Dört sene üniversite öğrenciliği, bir sene askerlik yaptım.
Çok güzel anılarım vardır o küçük ülkede.
Geçirdiğim seneler içinde Rauf Denktaş'la iki kez karşılaşma imkanım oldu. Hele birinde neredeyse çarpışıyorduk. Öğrenci yurdu gibi ikamet ettiğim Lefkoşa'daki Lapethos Otel'de bir toplantı ya da tören vardı. Denktaş da bu toplantıdaydı. Kuzey Kıbrıs'ta sık sık elektrik kesilirdi. Elektrik kesildiği zaman bizim otelde jeneratör çalıştırılırdı. O gün de elektrik kesintisi olmuştu ama jeneratörde bir arıza vardı. Bir süre çalışıp duruyordu. Tekrar çalıştırıyorduk, tekrar duruyordu. Otelde uzun süredir kalmakta olduğumuz için artık personel ile arkadaş olmuştuk ve o özel günde elimizden geldiğince(kalan diğer öğrencilerle birlikte) onlara yardım ediyorduk. En son tekrar elektrik kesilince teknisyen arkadaşa haber vermek üzere telaşla merdivenlerden yukarı doğru fırladım. Ancak anlaşılan Rauf Denktaş bu sık kesintiler sonrası gitmeye karar vermişti ve merdivenlerden iniyordu. Tam burun burunayken farkedip kenara çekilebildim. Bana gülümseyerek inmeye devam etti. Kendisi önde yürüyordu, birkaç kişilik heyeti de arkasından geliyordu. Son derece mütevazi bir tavırla, insanları selamlayarak otelden ayrıldı.
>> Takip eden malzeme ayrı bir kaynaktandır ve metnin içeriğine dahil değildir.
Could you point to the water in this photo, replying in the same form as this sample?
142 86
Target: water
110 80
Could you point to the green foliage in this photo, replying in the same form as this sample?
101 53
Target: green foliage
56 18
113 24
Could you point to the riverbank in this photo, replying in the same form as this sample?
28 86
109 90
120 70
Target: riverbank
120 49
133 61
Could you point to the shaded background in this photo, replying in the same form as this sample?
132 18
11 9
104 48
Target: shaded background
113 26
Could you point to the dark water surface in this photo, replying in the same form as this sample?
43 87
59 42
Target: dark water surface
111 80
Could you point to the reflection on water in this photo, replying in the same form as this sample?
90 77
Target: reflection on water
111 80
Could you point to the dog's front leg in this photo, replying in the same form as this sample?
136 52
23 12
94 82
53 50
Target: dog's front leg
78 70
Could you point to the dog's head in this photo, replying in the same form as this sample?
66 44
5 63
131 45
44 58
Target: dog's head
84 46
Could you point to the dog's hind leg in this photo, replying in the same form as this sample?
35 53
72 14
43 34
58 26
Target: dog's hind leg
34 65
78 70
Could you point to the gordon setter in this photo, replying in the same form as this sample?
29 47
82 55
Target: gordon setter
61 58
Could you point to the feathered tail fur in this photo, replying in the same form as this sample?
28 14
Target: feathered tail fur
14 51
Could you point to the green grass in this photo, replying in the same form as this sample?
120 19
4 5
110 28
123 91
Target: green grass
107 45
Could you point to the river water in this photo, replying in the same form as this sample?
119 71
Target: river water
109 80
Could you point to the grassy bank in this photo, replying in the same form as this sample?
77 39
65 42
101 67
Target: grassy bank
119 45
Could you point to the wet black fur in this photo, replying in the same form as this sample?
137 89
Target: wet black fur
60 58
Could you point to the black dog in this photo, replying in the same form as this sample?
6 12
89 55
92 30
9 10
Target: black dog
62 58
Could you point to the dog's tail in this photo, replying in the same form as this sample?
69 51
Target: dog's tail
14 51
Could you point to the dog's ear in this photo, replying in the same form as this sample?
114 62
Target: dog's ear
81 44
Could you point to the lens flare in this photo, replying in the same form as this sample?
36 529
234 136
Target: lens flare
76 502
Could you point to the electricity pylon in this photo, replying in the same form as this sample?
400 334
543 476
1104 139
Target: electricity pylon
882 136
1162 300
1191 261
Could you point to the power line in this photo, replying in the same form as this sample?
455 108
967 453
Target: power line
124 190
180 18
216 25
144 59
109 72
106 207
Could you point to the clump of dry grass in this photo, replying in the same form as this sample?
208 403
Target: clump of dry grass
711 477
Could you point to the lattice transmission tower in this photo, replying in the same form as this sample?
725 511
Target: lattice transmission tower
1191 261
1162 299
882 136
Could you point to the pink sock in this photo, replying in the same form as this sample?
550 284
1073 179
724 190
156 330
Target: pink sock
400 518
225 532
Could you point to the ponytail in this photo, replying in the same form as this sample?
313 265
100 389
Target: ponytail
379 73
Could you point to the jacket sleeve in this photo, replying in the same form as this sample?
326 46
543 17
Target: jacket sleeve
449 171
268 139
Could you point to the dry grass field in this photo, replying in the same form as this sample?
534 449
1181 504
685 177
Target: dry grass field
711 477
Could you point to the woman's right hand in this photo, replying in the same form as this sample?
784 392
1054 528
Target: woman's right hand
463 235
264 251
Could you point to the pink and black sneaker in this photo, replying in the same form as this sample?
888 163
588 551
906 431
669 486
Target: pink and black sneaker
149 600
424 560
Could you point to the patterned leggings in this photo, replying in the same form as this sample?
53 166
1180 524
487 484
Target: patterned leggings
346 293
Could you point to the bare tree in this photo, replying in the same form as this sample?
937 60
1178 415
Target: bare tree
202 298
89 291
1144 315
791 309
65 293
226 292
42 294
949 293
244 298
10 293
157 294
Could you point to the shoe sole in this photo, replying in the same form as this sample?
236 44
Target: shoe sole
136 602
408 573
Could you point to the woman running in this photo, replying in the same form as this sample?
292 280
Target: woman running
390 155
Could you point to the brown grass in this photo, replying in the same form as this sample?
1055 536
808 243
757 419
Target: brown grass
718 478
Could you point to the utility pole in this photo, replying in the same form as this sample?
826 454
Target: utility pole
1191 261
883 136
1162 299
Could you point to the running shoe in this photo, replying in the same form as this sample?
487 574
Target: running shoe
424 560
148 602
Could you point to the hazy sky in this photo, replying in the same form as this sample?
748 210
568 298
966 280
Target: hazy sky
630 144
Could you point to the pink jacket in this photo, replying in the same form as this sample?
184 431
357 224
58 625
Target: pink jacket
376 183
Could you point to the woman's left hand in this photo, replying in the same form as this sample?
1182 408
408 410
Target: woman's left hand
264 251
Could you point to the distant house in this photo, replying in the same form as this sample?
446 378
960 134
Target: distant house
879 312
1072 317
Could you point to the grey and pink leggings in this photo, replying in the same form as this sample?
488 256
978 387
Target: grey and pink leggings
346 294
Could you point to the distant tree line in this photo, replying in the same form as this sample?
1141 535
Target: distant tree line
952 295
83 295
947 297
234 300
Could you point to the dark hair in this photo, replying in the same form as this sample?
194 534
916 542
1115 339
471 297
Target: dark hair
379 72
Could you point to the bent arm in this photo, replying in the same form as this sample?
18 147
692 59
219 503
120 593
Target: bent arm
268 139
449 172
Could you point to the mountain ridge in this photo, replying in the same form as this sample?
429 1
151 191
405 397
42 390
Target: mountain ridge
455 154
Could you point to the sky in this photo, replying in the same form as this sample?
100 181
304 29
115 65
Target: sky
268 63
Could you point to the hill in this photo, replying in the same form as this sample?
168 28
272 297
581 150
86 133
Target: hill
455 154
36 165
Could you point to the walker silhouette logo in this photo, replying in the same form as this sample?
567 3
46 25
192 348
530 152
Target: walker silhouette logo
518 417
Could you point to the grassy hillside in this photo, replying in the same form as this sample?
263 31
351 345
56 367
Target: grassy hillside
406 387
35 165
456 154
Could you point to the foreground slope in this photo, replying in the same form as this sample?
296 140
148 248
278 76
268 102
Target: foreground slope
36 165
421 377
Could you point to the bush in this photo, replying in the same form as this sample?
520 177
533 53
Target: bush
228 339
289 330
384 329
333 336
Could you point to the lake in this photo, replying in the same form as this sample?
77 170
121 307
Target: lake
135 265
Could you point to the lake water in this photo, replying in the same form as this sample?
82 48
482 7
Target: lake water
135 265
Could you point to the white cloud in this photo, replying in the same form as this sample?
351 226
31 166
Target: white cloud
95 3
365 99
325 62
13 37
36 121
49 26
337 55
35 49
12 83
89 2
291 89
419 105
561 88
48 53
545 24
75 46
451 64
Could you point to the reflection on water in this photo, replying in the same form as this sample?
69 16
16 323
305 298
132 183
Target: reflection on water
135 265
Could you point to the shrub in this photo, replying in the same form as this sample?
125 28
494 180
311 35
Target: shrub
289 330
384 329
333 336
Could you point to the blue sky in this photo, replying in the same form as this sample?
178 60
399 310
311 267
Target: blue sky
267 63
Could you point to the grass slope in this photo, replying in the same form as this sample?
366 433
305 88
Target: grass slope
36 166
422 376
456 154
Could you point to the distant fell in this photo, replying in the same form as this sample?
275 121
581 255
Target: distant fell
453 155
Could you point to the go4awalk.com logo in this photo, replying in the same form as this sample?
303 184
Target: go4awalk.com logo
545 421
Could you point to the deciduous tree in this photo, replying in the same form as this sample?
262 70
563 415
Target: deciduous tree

Rauf Denktaş'ın geçen Cuma günü vefat etmesiyle Türk Dünyası'nın gerçek anlamdaki son özgürlük ve bağımsızlık mücadelecisi de kaybedilmiş oldu. Benim de şahit olduğum, Kuzey Kıbrıs'taki yeni nesil, özgürlüğün ve bağımsızlığın nasıl bir nimet olduğunu bilmiyor. Tıpkı Türkiye'dekilerin Cumhuriyet nimetini anlayamadıkları gibi. Kendilerine ölüm korkusunun olmadığı bağımsız bir ülke kazandıran bu insanın kıymetini asla bilemeyecekler.
Kuzey Kıbrıs, Rauf Denktaş'ın ölümüyle teslimiyet sürecine girmiş bulunuyor. Türkiye'de de Kuzey Kıbrıs'ı ikram etmek üzere tepsiye koymuş bir yönetim var; gidecek gibi de görünmüyor.
Bugün toprağa verilen Denktaş'ı büyük bir sevgi ve saygı ile selamlıyor, Allah'tan rahmet diliyorum.